The parasympathetic nervous system is the part of the autonomic nervous system which handles what goes on when you're relaxed. Someone once told me that imagine relaxing after a big meal in front of the fire in a dark room - that's when your autonomic nervous system kicks.

If the sympathetic nervous system is the 'Fright-flight-fight' nervous system, then the parasympathetic nervous system is the 'Rest-n-digest' system. It manages the functions that aren't quite as urgent - still important, but it doesn't matter if they get held up for a few minutes. It's the kind of job you'd give to the new kid on the block; you still need to trust them, but it doesn't matter too much if it takes them a while to do it. The main functions are processing food, and getting rid of waste (urine and poo!).

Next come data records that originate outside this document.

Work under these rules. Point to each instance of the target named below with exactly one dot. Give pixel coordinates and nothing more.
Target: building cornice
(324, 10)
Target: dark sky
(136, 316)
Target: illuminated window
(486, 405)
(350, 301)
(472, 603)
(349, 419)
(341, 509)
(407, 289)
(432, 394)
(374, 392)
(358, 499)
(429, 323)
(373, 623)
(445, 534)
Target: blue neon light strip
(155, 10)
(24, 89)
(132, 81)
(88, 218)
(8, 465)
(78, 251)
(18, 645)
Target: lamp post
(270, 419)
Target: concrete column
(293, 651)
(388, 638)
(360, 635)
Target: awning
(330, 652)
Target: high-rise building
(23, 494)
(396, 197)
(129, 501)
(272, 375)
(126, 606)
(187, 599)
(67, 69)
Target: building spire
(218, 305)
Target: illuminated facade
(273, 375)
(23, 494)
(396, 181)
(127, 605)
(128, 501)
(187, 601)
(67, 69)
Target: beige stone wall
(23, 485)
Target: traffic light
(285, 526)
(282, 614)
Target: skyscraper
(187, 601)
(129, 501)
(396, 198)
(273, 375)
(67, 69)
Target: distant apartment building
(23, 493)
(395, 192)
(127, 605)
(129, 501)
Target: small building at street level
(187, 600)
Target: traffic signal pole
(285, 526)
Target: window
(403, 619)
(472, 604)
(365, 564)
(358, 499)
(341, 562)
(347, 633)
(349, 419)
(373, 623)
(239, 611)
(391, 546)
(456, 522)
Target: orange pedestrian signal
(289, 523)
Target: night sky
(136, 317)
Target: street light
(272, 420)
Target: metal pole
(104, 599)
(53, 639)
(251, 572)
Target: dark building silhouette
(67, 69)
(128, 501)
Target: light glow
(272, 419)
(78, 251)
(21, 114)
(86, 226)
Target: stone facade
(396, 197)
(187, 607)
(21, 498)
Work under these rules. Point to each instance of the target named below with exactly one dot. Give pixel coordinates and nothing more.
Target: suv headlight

What is an afferent nerve?

An afferent nerve is one which takes a signal towards the central nervous system. When we're talking about sensory nerves, we're talking about afferent nerves - they are basically the same thing. A receptor or sensory organ realises something is going on, and transmits a signal through an afferent nerve through to the spinal cord and brain. One way to remember afferent nerves is that they arrive in the CNS.


What is an efferent nerve?

An efferent nerve is one which takes a signal away from the central nervous system. Motor nerves are efferent nerves, but you also get nerves going to places like the salivary glands to cause them to produce saliva, and these are still efferent nerves. I remember that efferent nerves want to have an effect. Another way of remembering them is that efferent nerves exit the CNS.